Digitalization for enhancing reading habits: the improved hybrid book recommendation system with genre-oriented profiles


Dogan O., YALÇIN E., Areta Hiziroglu O.

Library Management, 2024 (ESCI) identifier

  • Yayın Türü: Makale / Tam Makale
  • Basım Tarihi: 2024
  • Doi Numarası: 10.1108/lm-03-2024-0030
  • Dergi Adı: Library Management
  • Derginin Tarandığı İndeksler: Emerging Sources Citation Index (ESCI), Scopus, ABI/INFORM, Aerospace Database, Communication Abstracts, Information Science and Technology Abstracts, INSPEC, Library and Information Science Abstracts, Library Literature and Information Science, Library, Information Science & Technology Abstracts (LISTA), Metadex, vLex, DIALNET, Civil Engineering Abstracts
  • Anahtar Kelimeler: Book recommender, Consumption-based genre profile, Reading habits, Recommendation systems, Vote-based genre profile
  • Sivas Cumhuriyet Üniversitesi Adresli: Evet

Özet

Purpose: Reading habit plays a pivotal role in individuals' personal and academic growth, making it essential to encourage among campus users. University libraries serve as valuable platforms to promote reading by providing access to a diverse range of books and resources. Recommending books through personalized systems not only helps campus users discover new materials but also enhances their engagement and satisfaction with the library’s offerings, contributing to a holistic learning experience. Design/methodology/approach: This study presents a web-based solution, the Web-Based Hybrid Intelligent Book Recommender System (W_HybridBook), as a solution that addresses challenges like cold start issues and limited scalability by factoring in user preferences and item similarities in generating book recommendations. The paper improves the traditional hybrid system using Genre-Oriented Profiles (GOPs) instead of original rating profiles of users when determining similarities between individuals.
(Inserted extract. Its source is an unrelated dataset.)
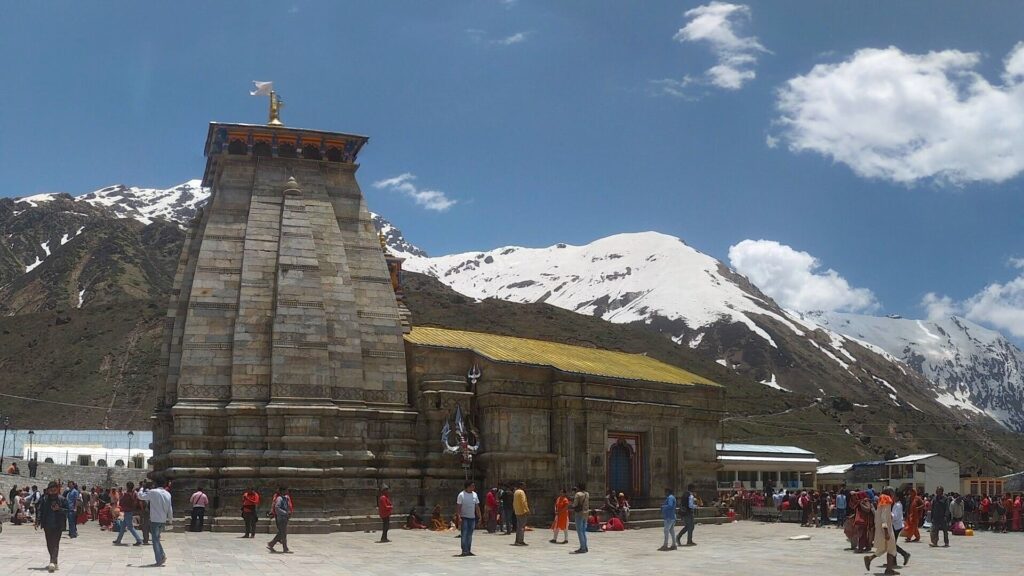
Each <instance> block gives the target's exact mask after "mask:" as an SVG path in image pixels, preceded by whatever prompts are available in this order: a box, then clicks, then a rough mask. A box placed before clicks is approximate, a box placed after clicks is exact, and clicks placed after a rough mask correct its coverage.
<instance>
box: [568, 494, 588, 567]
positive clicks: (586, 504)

Consumption-based genre profiles (W_HybridBook-CBP) are created by assessing whether an item has received any ratings in the dataset, and vote-based genre profiles (W_HybridBook-VBP) are generated by considering the genre categories based on the magnitude of the user’s rating. Findings: The comparative results indicated that users are quite satisfied with the recommendations generated by W\_HybridBook-VBP profiling, with an average rating of 4.0633 and a precision value of 0.7988. W\_HybridBook-VBP is also the fastest way with respect to the algorithm and recommendation run time. Originality/value: The proposed W\_HybridBook has been then enhanced by adopting two user profiling strategies to boost the similarity calculation process in the recommendation generation phase. This system provides ranking-based recommendations by mainly integrating well-known collaborative and content-based filtering strategies. A dataset has been collected by considering the preferences of both users and academics at Izmir Bakircay University, which is one of the universities with the highest number of books per student. More importantly, this dataset has been released and become publicly available for future research in the recommender system field.